Alaskan Fishing Vacation: Avoiding Sea Sickness
By Cozee Cackel
Many of us love fishing and a lot of us hope we can someday go to Alaska where the fishing is great. There are lots of “almost virgin” territory you could be fishing in. Your luck has held but be careful of sea sickness.
Your well planned Alaskan fishing vacation that you’ve spent a long time getting ready for is at hand. You go on your fishing vacation and the first time out on the fishing boat, what happens? You get sea sick. There goes the first day of your fishing vacation.
How often has sea sickness prevented you from enjoying your time on a boat? You surely don’t want that to happen on your Alaskan fishing vacation.
One reason some people get sea sick on a boat is that they spend too much time looking at the water and watching the waves as the boat speeds through.
Sea Sickness: What is it?
When it happens at sea, we refer to it as sea sickness. Otherwise it may be called motion sickness. It is a conflict between your senses. A fluid filled canal in your inner ear that controls your sense of balance tells your brain that your body is moving.
However, at the same time, your eyes looking into the cabin of the boat tells your brain you’re not moving you’re standing in the cabin.
Such a conflict can cause your body to be out of balance. We know how the digestive system feels when that happens. We usually feel bad and want to throw up anything in our stomach.
If you haven’t gotten your sea legs quite yet, this would cause you to start to get nauseous. The best remedy for this is keep your mind occupied on other things and don’t watch the waves – focus on the horizon instead.
Nothing can spoil an Alaskan fishing vacation like getting sea sickness or motion sickness. Whatever you call it, it feels miserable when it happens. Maybe you are used to a small boat and never experienced it.
If, however, you stay a day on a large power boat and that could be a different matter. Even a short time on a large power boat on rough pitching waters can do the same thing, leave you sea sick.
Another reason people get sea sick is that they spend way too much time below deck, where there isn’t much fresh air. If you spend too much time below, you tend to feel the bobbing action of the boat and it can make you feel sick.
Try to limit your time below and spend more time on the deck getting fresh air.
You’ll likely be taking in the scenery and marveling at the sights during your Alaskan fishing vacation to even want to check out a boat cabin, if that’s even possible.
Another way to avoid getting sea sick on your Alaskan fishing vacation is to keep a little something in your stomach. Don’t eat anything too heavy or spicy. Drinking lots of water can help you keep your stomach from churning and feeling like it’s in a spin.
An empty stomach can also cause sea sickness when you don’t have your sea legs yet. So it has to be just enough to quell the nausea.
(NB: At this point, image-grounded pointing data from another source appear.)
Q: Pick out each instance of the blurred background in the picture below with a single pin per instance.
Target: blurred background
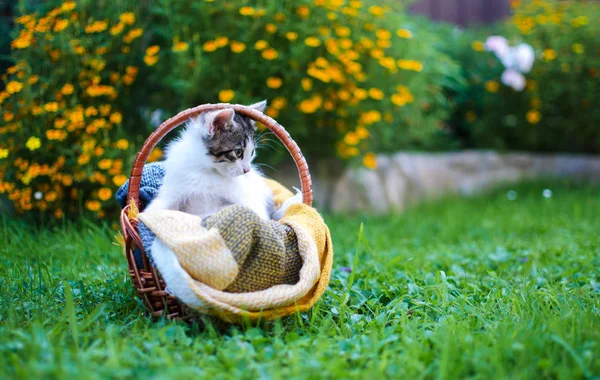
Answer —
(392, 102)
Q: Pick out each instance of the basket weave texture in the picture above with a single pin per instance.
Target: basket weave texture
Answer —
(147, 280)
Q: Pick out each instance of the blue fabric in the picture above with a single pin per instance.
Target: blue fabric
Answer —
(152, 178)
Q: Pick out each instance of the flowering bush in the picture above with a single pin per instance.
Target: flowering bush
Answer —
(548, 108)
(344, 77)
(65, 106)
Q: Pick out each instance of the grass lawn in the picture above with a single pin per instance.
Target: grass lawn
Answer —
(482, 288)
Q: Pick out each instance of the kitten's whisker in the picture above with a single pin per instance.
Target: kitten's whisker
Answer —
(261, 165)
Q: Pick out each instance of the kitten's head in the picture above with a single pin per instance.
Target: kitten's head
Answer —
(229, 140)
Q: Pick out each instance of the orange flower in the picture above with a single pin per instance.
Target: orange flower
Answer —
(274, 82)
(376, 93)
(150, 60)
(93, 205)
(370, 161)
(270, 54)
(404, 33)
(119, 180)
(104, 193)
(226, 95)
(127, 18)
(237, 47)
(312, 41)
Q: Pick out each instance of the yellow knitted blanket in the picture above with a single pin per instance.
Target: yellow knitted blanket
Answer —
(236, 266)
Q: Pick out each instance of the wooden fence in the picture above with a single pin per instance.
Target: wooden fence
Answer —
(463, 12)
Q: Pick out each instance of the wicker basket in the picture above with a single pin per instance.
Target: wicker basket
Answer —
(147, 281)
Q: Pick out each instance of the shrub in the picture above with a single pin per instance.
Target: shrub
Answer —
(556, 110)
(64, 107)
(344, 77)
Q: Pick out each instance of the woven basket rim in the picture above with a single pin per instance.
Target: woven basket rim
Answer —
(147, 281)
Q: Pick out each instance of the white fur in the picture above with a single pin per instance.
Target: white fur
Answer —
(193, 183)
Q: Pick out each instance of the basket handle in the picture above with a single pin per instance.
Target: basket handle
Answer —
(184, 116)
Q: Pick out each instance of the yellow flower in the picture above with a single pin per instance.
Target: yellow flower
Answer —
(278, 103)
(237, 47)
(312, 41)
(33, 143)
(122, 144)
(351, 138)
(271, 28)
(404, 33)
(410, 65)
(226, 95)
(209, 46)
(60, 123)
(362, 132)
(119, 180)
(68, 6)
(376, 93)
(261, 44)
(51, 107)
(93, 205)
(492, 86)
(303, 11)
(376, 10)
(104, 193)
(150, 60)
(342, 31)
(370, 161)
(549, 54)
(478, 46)
(127, 18)
(13, 87)
(274, 82)
(53, 134)
(83, 159)
(360, 93)
(306, 84)
(533, 117)
(152, 50)
(377, 53)
(578, 48)
(116, 118)
(247, 11)
(96, 27)
(67, 89)
(222, 41)
(383, 34)
(117, 29)
(60, 25)
(180, 46)
(133, 34)
(270, 54)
Sometimes lying down in a chair in the fresh air works effectively for some people. You can close your eyes and just rest until you get used to the motion the boat makes in the water. If standing up is too much for you, don’t be afraid to sit back and relax or lie down.
Before your trip: Check with your doctor for medications
You might start to feel sea sickness rear its ugly head while you’re trying to enjoy your Alaskan fishing vacation. If these preventative techniques don’t work, there are some medications you can use to try to alleviate some of the symptoms.
Be sure to check with your physician before your trip. You should
make sure these medications won’t cause any adverse effects with any other medications you may already be on.
Dramamine is the most popular medication of choice for those who suffer from sea sickness. It comes in a non-drowsy formula if you’re worried about nodding off in mid-catch. It can easily be found over the counter at any pharmacy.
It usually doesn’t cost too much. Even if you’ve never had motion sickness it might be a good idea to have Dramamine just in case. That’s so you don’t ruin your Alaskan fishing vacation by being incapacitated with sea sickness.
In some cases, people have taken the herbal remedy route and used ginger that comes in pill form. Ginger is thought to have some healing effects for sea sickness sufferers. It can be found over the counter at most health food stores.
But be warned: they’ve also been reported to cause a bad aftertaste in your mouth, which might not matter if it proves to alleviate your nausea.
Sea Sickness: Take preventive action
Sea sickness is better tackled by trying to prevent it before it starts. Use some of the tips above to stave off sea sickness. Sea sickness doesn’t have to ruin your Alaskan fishing vacation.
By using a combination of common sense tips and over the counter remedies, you should be angling on the Alaskan waters without a hint of nausea.